Number of neurons of the rest of dense layers in the model. Defaults to 64.

64
pe_input int

Maximum position encoding for the input. Defaults to 1000.

1000
pe_output int

Maximum position encoding for the output. Defaults to 1000.

required
dropout_rate float between 0 and 1

Fraction of the dense units to drop. Defaults to 0.1.

0.1
activation tf.keras.Loss.Activation/String

Activation function for the point wise feed forward network. Defaults to "relu".

'relu'

Returns:

Type Description
tf.keras.Model

Transformer model

Source code in ADLStream/models/transformer.py
def Transformer(
    input_shape,
    output_size,
    loss,
    optimizer,
    output_shape,
    attribute=None,
    num_heads=4,
    num_layers=2,
    d_model=16,
    dff=64,
    pe_input=1000,
    pe_target=1000,
    dropout_rate=0.1,
    activation="relu",
):

    """Transformer

    Args:
        input_shape (tuple): Shape of the input data.
        output_size (int): Number of neurons of the last layer.
        loss (tf.keras.Loss): Loss to be use for training.
        optimizer (tf.keras.Optimizer): Optimizer that implements the training algorithm.
            Use "custom" in order to use a customize optimizer for the transformer model.
        output_shape (tuple): Shape of the output data.
        attribute (list): Ordered list of the indexes of the attributes that we want to predict, if the number of
            attributes of the input is different from the ones of the output.
            Defaults to None.
        num_heads (int): Number of heads of the attention layer.
            Defaults to 4.
        num_layers (int): Number of decoder and encoder layers.
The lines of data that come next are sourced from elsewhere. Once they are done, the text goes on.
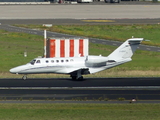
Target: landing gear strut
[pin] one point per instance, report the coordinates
(24, 77)
(77, 78)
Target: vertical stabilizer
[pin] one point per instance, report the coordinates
(126, 50)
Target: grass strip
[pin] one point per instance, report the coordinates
(79, 111)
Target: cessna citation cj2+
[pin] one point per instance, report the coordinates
(78, 66)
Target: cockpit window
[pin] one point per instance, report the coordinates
(32, 62)
(38, 61)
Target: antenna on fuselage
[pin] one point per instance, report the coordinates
(45, 39)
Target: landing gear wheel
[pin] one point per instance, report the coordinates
(73, 77)
(80, 78)
(24, 77)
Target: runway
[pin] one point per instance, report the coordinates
(55, 34)
(95, 89)
(90, 89)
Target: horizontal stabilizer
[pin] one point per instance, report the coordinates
(126, 50)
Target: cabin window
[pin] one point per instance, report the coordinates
(32, 62)
(38, 61)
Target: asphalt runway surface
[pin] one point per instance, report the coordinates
(79, 11)
(60, 35)
(90, 89)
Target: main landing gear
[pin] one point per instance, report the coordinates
(24, 77)
(77, 78)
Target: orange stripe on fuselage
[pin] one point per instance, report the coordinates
(62, 48)
(81, 47)
(52, 48)
(71, 48)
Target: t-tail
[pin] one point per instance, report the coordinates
(126, 50)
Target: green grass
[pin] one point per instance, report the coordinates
(79, 111)
(13, 45)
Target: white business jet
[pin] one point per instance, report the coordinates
(78, 66)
Defaults to 2.
        d_model (int): Number of neurons of the dense layer at the beginning
            of the encoder and decoder. Defaults to 16.
        dff (int): Number of neurons of the rest of dense layers in the model.
            Defaults to 64.
        pe_input (int): Maximum position encoding for the input.
            Defaults to 1000.
        pe_output (int): Maximum position encoding for the output.
            Defaults to 1000.
        dropout_rate (float between 0 and 1): Fraction of the dense units to drop.
            Defaults to 0.1.
        activation (tf.keras.Loss.Activation/String): Activation function for the
            point wise feed forward network. Defaults to "relu".

    Returns:
        tf.keras.Model: Transformer model
    """

    model = TransformerModel(
        attribute=attribute,
        input_size=input_shape[1],
        target_size=output_size,
        target_shape=output_shape,
        num_heads=num_heads,
        num_layers=num_layers,
        d_model=d_model,
        dff=dff,
        pe_input=pe_input,
        pe_target=pe_target,
        dropout_rate=dropout_rate,
        activation=activation,
    )
    if optimizer == "custom":
        learning_rate = CustomSchedule(16)
        optimizer = tf.keras.optimizers.Adam(
            learning_rate, beta_1=0.9, beta_2=0.98, epsilon=1e-9
        )
    att_inp = input_shape[-1]
    att_out = output_shape[-1]

    inp_len = input_shape[1]
    inp = np.arange(inp_len * att_inp).reshape((1, inp_len, att_inp))
    tar_inp = np.arange(output_size).reshape((1, output_shape[0], att_out))

    # First call to the model, in order to initialize the weights of the model, with arbitrary data.
    model.compile(optimizer=optimizer, loss=loss)
    model.call((inp, None, tar_inp), False)

    return model